In one way or another all these various voices of protest seek to improve human society. Let’s assume that at some point one or more of the objectives are resolved to the general satisfaction of the protest’s supporters. Will those supporters be satisfied or will they then discover another problem to be solved? Recognising that any move in the direction of satisfying the protesters is likely to be insignificant, how long are supporters, or even generations of supporters, prepared to continue with their fight against what they consider to be wrong? Many protest movements have evolved over the years and are still unresolved. Some will be prepared to compromise and accept crumbs from the table leaving future protesters to attempt to take the protest further.

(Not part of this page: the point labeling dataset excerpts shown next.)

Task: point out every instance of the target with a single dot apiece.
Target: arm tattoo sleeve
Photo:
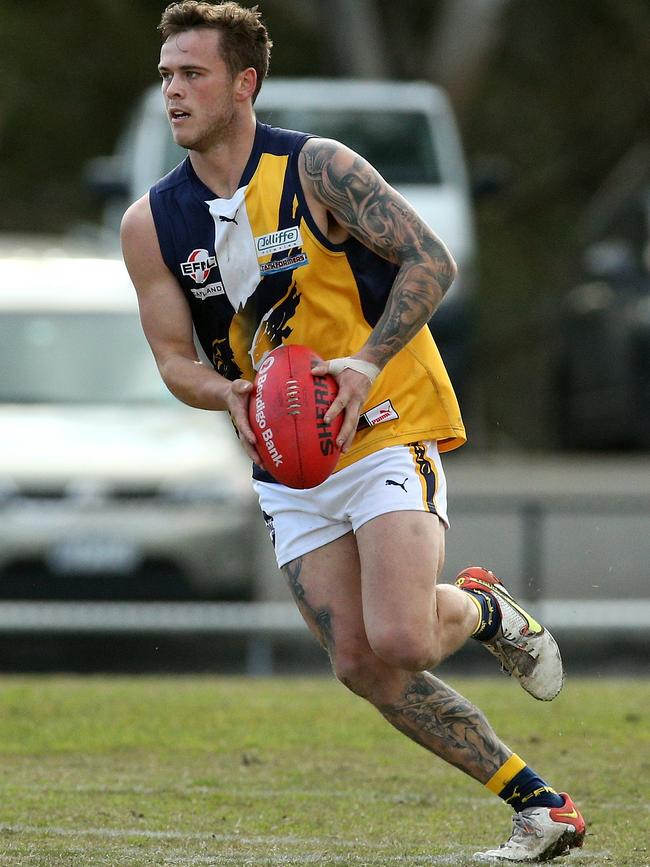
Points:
(362, 202)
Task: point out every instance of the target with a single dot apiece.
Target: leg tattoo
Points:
(442, 721)
(319, 619)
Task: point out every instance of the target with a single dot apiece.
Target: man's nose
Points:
(174, 86)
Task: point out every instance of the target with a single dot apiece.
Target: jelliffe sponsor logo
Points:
(283, 239)
(274, 266)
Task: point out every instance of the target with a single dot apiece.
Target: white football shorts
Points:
(398, 478)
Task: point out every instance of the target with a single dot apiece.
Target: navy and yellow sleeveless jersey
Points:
(257, 273)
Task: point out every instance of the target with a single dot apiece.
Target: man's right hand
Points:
(237, 399)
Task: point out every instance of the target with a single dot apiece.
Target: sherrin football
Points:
(286, 410)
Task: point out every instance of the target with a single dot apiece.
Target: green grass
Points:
(202, 771)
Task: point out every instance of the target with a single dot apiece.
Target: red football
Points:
(286, 412)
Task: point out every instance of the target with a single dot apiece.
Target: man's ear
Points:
(245, 84)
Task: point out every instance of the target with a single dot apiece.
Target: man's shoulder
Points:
(173, 179)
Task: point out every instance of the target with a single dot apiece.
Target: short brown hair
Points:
(245, 41)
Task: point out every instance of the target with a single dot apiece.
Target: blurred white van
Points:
(406, 130)
(109, 487)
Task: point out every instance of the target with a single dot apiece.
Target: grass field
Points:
(202, 771)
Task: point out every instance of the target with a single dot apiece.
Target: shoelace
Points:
(505, 653)
(523, 827)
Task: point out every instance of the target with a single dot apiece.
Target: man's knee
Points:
(361, 671)
(405, 647)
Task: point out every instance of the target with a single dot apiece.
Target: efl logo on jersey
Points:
(198, 266)
(283, 239)
(379, 414)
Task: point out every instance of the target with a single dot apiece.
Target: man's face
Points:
(197, 88)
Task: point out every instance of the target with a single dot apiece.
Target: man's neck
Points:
(221, 166)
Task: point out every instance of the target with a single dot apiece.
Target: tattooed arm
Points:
(347, 196)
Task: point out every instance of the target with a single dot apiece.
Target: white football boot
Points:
(525, 649)
(540, 834)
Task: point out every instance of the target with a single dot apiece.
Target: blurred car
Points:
(407, 130)
(109, 487)
(602, 374)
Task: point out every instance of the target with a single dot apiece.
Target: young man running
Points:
(264, 236)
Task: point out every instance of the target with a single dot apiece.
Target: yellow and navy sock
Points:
(489, 614)
(518, 785)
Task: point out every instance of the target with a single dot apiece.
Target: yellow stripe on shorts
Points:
(506, 772)
(427, 475)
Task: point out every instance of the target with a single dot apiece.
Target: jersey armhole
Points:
(300, 193)
(163, 228)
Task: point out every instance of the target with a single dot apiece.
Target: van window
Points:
(76, 358)
(399, 144)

Reformism seems to have become acceptable to many as a way to achieve a particular end step by step but consider the track record of another attempt to improve things within the system, trade unions, a collective of workers pressing for improved conditions, better pay and other concessions from employers. Some will look back at the headier days some decades ago but the reality is that there are fewer union members year by year as new rules and regulations from governments are applied plus the downgrading of the general work force following massive offshoring of manufacturing. The bottom line is profit for employers and companies, not improved conditions for workers.

It should be noted that one of the issues referred to above, that of global warming, has suffered for years now from the added effects of reformism. Recall the long list of COP meetings (Conference of the Parties) established in 1985 supposedly in order to address the pending global climate problem. So many agreements to no avail, so much negative influence from corporations, so many more emissions, including those from the thousands of people attending from all parts of the planet, as delegates, media, protesters – and every meeting registering more annual negative effects.

Democracy

Current systems of ‘democracy’ around the world are seen by many citizens as worthless and lacking in what’s required of a true democracy, thus leading to increasing numbers of protests annually. All of what we can refer to as ‘single issues’ have relevance to any debate, however in isolation they face the power of the opposition, that is the power of the wealthy, the corporations, the capitalists and our elected representatives in hock to the capitalists. Many things are not allowed to change because that would affect ongoing profits. The capitalist system is far from democratic and must be overcome. Rather than be divided by all such single issues what is required is that as members of a global population we recognise that all of these issues are just parts of the whole, all should be gathered together under the umbrella of a true and inclusive democracy.